Noch frömmere Welten als die unsere gibt es nicht, wage ich zu behaupten, denn das Vokabular des Glaubens beherrscht auch die weltliche Szene.
Das neue Auto sei - so sagt sein Konstrukteur –''im Paradies gemacht“.
''Nicht von dieser Welt'' sei ihr Bier, klopft sich eine Brauerei auf die eigene Schulter.
Kat sei Dank'', jubelte einst das Bundesumweltministerium in den vom Blei befreiten Äther.
''Liebe deine Gäste wie dich selbst'', forderte eine Whiskyfirma, und Möbelfabrikanten behaupten, sie verwirklichten Visionen.
Den Auftrag, das Wort Gottes zu verkünden, haben wir offensichtlich voll erfüllt. Der Glaube hat das Leben durchdrungen, den Alltag erreicht. Wir atmen Frömmigkeit, und die Worte des Glaubens perlen wie selbstverständlich über unsere Lippen. Sollte Gott da nicht ein bisschen stolz sein auf uns, seine erfolgreichen Kinder?
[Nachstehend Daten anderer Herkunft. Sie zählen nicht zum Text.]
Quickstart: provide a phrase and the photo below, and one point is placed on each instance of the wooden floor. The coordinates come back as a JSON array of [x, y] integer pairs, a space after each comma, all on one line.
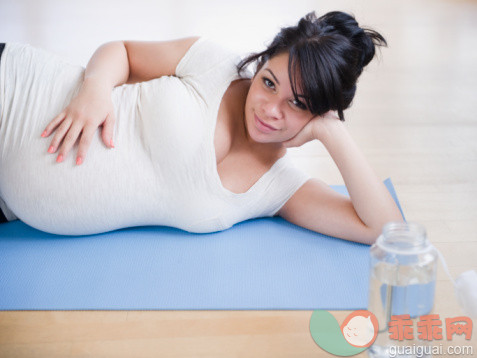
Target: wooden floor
[[415, 116]]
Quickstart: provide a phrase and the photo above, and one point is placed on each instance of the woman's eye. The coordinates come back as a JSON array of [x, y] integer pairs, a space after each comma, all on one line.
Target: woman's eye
[[299, 104], [268, 83]]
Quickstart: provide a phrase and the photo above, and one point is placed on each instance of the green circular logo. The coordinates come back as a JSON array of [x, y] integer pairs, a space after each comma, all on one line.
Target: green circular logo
[[357, 332]]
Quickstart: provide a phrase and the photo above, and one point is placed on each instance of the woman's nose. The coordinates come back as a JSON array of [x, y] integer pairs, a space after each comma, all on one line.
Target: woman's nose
[[273, 109]]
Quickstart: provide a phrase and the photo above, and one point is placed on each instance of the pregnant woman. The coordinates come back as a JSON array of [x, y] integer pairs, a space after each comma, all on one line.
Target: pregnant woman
[[188, 137]]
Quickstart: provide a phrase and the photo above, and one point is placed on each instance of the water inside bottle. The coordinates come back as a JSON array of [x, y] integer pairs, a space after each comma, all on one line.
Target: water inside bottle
[[399, 290]]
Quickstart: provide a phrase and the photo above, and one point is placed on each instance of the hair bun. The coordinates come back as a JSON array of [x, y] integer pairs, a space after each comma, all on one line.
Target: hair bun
[[365, 40]]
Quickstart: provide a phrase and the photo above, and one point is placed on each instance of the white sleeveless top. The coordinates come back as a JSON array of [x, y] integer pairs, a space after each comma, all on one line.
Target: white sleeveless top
[[163, 169]]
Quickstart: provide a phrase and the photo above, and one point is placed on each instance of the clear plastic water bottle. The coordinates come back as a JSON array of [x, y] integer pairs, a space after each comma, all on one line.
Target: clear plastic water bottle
[[402, 281]]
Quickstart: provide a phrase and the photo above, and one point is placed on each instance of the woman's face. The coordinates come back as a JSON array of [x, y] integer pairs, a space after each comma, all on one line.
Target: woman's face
[[272, 115]]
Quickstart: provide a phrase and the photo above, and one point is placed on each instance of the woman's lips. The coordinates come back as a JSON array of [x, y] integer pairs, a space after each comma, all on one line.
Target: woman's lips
[[263, 127]]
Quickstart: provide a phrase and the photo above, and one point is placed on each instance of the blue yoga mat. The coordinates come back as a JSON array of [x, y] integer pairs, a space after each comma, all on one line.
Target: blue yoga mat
[[258, 264]]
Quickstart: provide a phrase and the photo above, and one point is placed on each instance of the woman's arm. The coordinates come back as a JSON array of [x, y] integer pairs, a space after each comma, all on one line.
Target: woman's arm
[[112, 64], [318, 207]]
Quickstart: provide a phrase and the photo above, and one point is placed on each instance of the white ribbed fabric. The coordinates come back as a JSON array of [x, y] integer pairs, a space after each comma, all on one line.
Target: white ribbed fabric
[[163, 169]]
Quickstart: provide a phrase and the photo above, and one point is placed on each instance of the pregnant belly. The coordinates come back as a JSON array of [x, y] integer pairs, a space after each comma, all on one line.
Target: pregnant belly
[[111, 190]]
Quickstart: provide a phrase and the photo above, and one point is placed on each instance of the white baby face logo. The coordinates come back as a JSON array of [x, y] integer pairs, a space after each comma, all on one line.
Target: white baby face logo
[[359, 331]]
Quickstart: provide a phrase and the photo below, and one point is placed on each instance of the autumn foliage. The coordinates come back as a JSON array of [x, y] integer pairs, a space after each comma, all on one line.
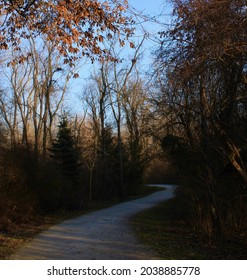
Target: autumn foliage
[[76, 27]]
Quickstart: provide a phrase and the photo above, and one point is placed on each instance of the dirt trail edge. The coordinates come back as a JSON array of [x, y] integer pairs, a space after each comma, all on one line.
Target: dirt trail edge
[[101, 235]]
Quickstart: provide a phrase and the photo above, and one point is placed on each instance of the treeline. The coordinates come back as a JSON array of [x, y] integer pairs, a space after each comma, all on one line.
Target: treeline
[[201, 69], [54, 159]]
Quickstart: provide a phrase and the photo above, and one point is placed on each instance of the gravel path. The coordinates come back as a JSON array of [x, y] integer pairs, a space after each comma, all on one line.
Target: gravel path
[[102, 235]]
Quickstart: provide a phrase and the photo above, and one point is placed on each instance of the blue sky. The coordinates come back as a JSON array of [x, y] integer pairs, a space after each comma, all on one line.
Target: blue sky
[[154, 8]]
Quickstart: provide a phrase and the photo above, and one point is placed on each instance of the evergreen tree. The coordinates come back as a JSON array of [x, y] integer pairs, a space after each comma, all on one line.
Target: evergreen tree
[[65, 153]]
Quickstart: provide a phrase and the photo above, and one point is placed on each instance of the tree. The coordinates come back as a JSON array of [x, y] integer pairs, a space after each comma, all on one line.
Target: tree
[[203, 75], [64, 151], [75, 27]]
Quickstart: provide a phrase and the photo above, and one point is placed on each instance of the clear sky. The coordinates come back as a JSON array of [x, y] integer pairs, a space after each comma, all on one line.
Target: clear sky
[[158, 9]]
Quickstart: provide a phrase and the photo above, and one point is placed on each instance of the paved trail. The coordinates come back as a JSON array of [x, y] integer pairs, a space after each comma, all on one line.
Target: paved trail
[[102, 235]]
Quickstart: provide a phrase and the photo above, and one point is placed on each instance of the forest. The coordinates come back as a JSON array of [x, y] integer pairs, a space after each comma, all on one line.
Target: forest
[[181, 121]]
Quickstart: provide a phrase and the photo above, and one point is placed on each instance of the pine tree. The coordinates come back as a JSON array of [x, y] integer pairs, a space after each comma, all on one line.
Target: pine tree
[[64, 151]]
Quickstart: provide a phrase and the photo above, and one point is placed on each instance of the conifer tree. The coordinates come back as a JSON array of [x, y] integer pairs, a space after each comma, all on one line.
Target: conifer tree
[[64, 151]]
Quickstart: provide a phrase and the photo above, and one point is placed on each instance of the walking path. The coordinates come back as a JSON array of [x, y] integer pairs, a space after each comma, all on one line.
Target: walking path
[[102, 235]]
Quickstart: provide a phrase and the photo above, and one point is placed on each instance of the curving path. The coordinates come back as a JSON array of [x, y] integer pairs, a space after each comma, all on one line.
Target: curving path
[[103, 235]]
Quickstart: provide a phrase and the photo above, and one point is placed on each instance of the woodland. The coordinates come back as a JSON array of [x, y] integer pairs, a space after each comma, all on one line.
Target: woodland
[[181, 121]]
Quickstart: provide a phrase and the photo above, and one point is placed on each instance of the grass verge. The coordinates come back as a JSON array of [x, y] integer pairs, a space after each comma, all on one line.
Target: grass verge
[[174, 240], [18, 234]]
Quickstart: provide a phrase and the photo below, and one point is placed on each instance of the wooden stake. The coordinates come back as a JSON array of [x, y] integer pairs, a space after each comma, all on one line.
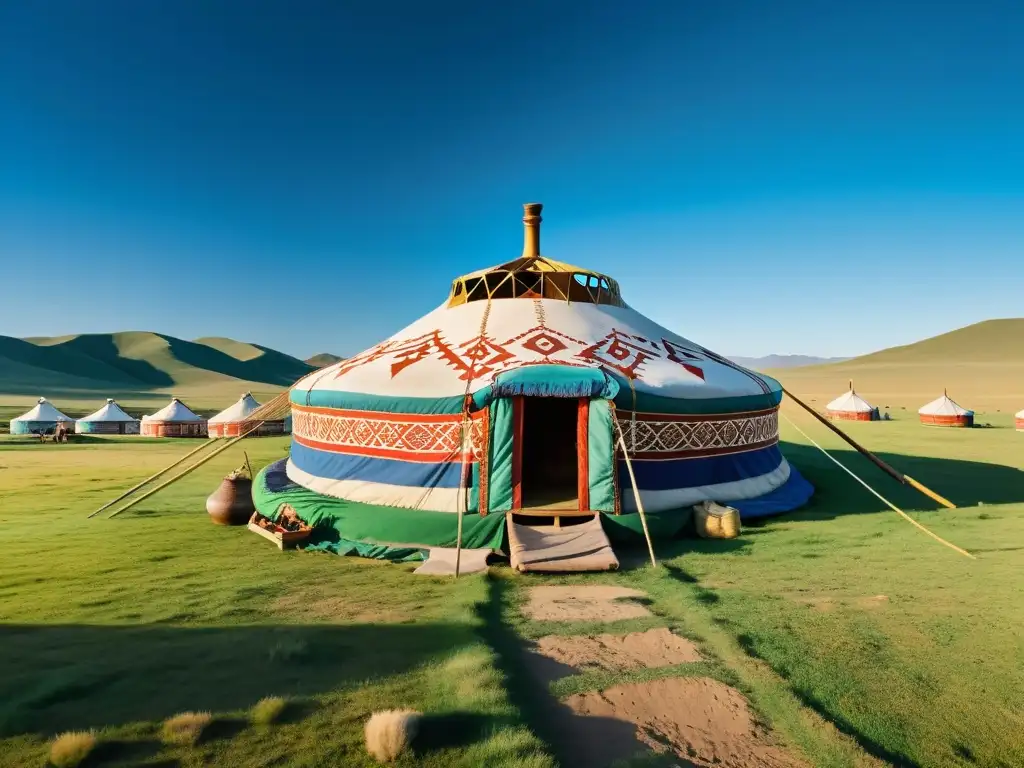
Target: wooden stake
[[636, 494], [899, 476], [169, 467]]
Und doch gefriert einem das Hosianna auf den Stimmbändern, denn die Realität des Alltags entspricht so gar nicht den hehren Worten, mit denen sie durchsäuert ist. Die frommen Worte sind wie teure Kleider, die zunächst einmal für die hohen Feiertage gekauft und auch nur an ihnen getragen wurden. Später spielten sie in der zweiten Liga der Festivitäten, an den Sonntagen, ihre immer noch respektable Rolle. Dann taugten sie gerade noch fürs Büro, bis manch ehemals glänzendes Sakko letztendlich bei der Gartenarbeit gesehen wurde. Und warum auch nicht? So ist nun einmal der Lauf der Dinge. Nur: Bei den Kleidern kaufen wir Neues für die Feste nach, wenn wir das Getragene nach unten durchreichten, während wir bei den degradierten religiösen Begriffen nicht nur vergaßen, sie durch neue zu ersetzen, sondern mit ihnen auch gleich die entsprechenden Inhalte aus dem Bewusstsein tilgten. Und jetzt ist es uns oft kalt, so ganz ohne Kleider. Wir fahren im paradiesischen Auto, haben aber keine Ahnung mehr vom Paradies, von der Gewissheit einer persönlichen Vollendung nach unserem Tod bei Gott. Selbst der platteste Atheist plappert fünfmal täglich ''Gott sei Dank'', aber Gott wirklich täglich zu danken für sein Leben, für seine Lieben, fällt kaum noch einem ein. Sein Wissen darum, dass sein Reich ''nicht von dieser Welt'' sei, half Jesus, vor Pilatus Haltung zu bewahren, während bei uns dieses Wort gerade noch zum Biertrinken taugt, und dann wundern wir uns über unsere Wurzellosigkeit. Wir thronen in Bürostühlen, die von visionären Machern geformt wurden, doch unsere wirklichen Visionen reichen gerade noch bis zu der Frage, wie und wo wir es an Silvester so richtig krachen lassen. Wir haben keine Visionen mehr.
Aber da gab es doch einmal einen, der noch Visionen hatte und der anderen ihre ureigensten Visionen klarmachte: Jesus aus Nazaret. Als ihn seine Landsleute daheim nicht mehr duldeten, zog er ins heidnische Galiläa, ins Land Sebulon und Naftali. Er griff damit eine uralte Vision auf, dass dieses Volk im Dunkeln ein helles Licht sehen werde, und er begann dort zu predigen. Als Gefolgsleute griff er nicht auf arrivierte politische oder wissenschaftliche Größen zurück, sondern auf Handwerker, noch dazu auf ziemlich junge, die nicht nur ihr ganzes Leben, sondern auch noch alle ihre persönlichen Fehler und Sünden vor sich hatten. Er begeisterte sie von der Vision des Vatergottes, der einen jeden Menschen liebt, der von ihm überzeugt ist, dass er mit seinen Talenten mehr Gutes vollbringen kann, als er infolge seiner Schwächen kaputtmacht. In der Kraft dieses Glaubens, dieser Vision, gingen sie bis an die Grenzen der Erde, bis an die Grenzen ihrer Kraft, gingen oft darüber hinaus und stürzten doch nicht ins Bodenlose, in die ewige Vergessenheit.
Was - so frage ich mich - spricht eigentlich dagegen, dass auch heute noch ab und zu jemand dieser Vision folgt?